Billy is the nicest man in North Carolina. He let me in, let me call time on the office phone, and kept me damn fine company in what felt like an Arthur Miller play. He sat on his side of the reception desk, I huddled under a woolen blanket on the other. We talked about the weather, about Michigan (he’d lived south of Grand Rapids), about Jim Harrison (we are both big fans). In between the few brave travelers that made it to the top would wander in, interject, shoot the breeze and exit on cue, stage left and out the front door. The first couple was from, of course, Zeeland, so we commented on the ‘thriftiness’ of the Dutch and Grand Rapids’ revival.
Perhaps the coolest visitor was Brenda, who was originally from Montana, not far from the Official Birthplace of kolo t.c., Jackson Hole, Wyoming. She had worked in that very office for eight years as a seasonal worker. She had some great stories, including the time she was the only employee on top of the mountain in the dead of winter, and they got over 80 inches of snow. She was snowed in for four days, reading and taking short walks and watching the snow pile up before two jeeps finally plowed and shoveled their way the last four miles to her front door. The first sign of another human after those four days was the sound of swearing and shoveling up near the road.
A little over an hour later, Pease made it to the top and I scooted out the front door. Billy had left me in charge of distributing maps and answering questions from visitors (by this time I felt qualified) while he showed some ladies a place to picnic. I shivered my way to the Jeep, wheeling my bike and slumping into the front seat and I committed a crime. I stole the blanket. North Carolina, Mount Mitchell State Park, Friends of Great Appalachia, guys, I owe you one. But I was so cold and wet and shaking I didn’t have a choice. I’ll keep it forever. As Tim says, I’ll hold onto this blanket for years, or at least until some woman I’m with throws it away without asking me. It’s a reminder of the best hour I’ve ever spent talking with perfect strangers.
We made it down the mountain and we are out of Asheville, hard. I love Kentucky and Peasey loves Louisville, so we are there in a big way. Asheville had 90% chance of rain for the next forever, and Louisville has not that, so it feels like a winner. I imagine I will spend most of my time there looking through windshields to see if I can spot Rick Pitino the same way I went through Ohio assuming every driver was probably LeBron James.
If you know of any can’t miss bike rides in Louisville, you just let us know. And yeah, yeah, we know about the MegaCavern thing. We’ll check it out.
Saw a turkey today. It didn’t give a shit about me or the rain or nuthin’. He strut his hot self across the road and into the wild unknown.

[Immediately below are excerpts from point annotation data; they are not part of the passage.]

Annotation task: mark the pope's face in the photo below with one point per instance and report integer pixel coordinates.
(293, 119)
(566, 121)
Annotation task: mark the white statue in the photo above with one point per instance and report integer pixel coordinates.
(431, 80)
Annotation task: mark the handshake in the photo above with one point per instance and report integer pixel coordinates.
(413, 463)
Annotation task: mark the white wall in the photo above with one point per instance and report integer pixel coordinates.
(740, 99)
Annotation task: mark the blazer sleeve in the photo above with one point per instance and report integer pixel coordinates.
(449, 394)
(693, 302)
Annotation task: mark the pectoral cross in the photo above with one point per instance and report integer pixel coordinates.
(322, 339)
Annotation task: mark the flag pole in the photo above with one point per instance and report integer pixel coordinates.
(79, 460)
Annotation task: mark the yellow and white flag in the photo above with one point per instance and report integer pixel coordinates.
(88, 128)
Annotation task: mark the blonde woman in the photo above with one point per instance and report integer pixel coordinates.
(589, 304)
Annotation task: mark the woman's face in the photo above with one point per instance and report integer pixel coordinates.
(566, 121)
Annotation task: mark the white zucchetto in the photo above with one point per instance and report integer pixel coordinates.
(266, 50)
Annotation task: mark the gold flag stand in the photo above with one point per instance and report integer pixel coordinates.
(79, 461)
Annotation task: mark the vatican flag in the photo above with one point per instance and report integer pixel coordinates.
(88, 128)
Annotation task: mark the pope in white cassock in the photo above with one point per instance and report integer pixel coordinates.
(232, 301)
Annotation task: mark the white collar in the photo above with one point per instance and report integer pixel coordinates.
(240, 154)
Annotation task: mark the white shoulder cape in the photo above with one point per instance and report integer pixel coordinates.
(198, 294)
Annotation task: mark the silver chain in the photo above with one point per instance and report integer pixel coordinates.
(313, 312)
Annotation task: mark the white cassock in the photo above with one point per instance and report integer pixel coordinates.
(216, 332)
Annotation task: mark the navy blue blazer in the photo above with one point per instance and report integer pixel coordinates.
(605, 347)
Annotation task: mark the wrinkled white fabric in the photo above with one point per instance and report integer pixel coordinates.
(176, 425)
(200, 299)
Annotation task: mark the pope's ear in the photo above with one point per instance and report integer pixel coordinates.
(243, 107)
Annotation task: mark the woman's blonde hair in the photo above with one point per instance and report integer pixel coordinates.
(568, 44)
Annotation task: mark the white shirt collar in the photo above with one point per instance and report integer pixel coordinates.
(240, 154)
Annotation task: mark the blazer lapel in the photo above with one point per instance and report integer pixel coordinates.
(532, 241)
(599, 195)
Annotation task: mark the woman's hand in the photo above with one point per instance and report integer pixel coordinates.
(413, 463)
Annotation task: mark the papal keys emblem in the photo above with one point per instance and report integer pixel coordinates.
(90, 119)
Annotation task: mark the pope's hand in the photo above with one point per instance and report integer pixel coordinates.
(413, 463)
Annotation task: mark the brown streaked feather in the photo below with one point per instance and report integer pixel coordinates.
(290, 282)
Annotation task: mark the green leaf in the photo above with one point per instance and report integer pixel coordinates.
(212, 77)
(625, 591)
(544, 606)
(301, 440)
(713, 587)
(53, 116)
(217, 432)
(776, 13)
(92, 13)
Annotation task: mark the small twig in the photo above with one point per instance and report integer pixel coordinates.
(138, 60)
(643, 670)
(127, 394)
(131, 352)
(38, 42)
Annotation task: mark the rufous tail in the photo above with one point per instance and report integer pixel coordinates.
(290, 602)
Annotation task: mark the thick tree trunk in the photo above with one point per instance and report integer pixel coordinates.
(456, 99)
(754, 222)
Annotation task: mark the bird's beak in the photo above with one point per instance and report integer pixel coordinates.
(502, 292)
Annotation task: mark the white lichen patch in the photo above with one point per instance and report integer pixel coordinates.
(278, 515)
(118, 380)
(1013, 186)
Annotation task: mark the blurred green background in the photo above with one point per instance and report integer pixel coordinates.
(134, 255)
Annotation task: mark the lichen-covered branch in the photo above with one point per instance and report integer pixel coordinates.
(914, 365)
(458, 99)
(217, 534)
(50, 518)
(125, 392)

I still have no idea where the hotel is but I don’t care because we ain’t going back to it.
Tim Pease Outfit of the Day:
Under Armour gym shorts and a grey t-shirt. It’s casual driving attire and when it’s a balmy 79 degrees out, you want to both feel cool and look cool. Both of those things.
Deep Thought of the Day:
Sometimes it has to rain and storm for you to have an entire mountain to yourself.